Chemotherapy:When the cancer has spread to other organs, medical oncologists may recommend chemotherapy.
Chemotherapy currently does not cure advanced gallbladder cancer, but sometimes slows the disease’s progression.
Radiation: Radiation refers to high-dose beams that destroy cancer cells and shrink tumors. Used alone, radiation does not cure gallbladder cancer, but may increase the chance of survival.
Specialists may recommend radiation therapy in combination with chemotherapy (chemoradiation) either before or after surgery. Chemoradiation may be used for gallbladder cancers that have not spread throughout the body but cannot be removed by surgery, or for cancers that have been removed but might come back without more treatment. Radiation options given with chemotherapy include:
3-D CRT. In three-dimensional conformal radiation therapy (3-D CRT), a computer is used to create a 3-D picture of the tumor to conform or match the radiation beam to the shape of the tumor. Many radiation beams are aimed at the tumor from different angles, sparing normal tissue as much as possible.

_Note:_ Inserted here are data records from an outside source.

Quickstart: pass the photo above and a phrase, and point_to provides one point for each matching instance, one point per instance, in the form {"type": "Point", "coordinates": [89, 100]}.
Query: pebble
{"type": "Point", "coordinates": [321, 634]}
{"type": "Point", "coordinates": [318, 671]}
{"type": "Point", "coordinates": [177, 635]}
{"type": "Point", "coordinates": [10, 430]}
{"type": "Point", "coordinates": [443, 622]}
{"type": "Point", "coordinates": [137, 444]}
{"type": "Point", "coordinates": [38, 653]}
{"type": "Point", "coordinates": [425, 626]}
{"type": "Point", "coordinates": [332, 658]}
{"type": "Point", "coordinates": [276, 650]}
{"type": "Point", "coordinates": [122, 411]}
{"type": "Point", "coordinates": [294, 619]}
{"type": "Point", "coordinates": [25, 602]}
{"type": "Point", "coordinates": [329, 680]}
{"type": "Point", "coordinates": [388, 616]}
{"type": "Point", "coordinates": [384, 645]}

IMRT. Some patients may benefit from intensity modulated radiation therapy (IMRT). As with 3-D CRT, this technique attempts to maximize the radiation dose to the gallbladder cancer and lymph node regions at risk, while minimizing the dose to nearby healthy organs.
In some cases, doctors may use chemoradiation before surgery, followed by intraoperative radiation therapy (IORT). IORT delivers a concentrated beam of radiation to tumors as they are found during surgery.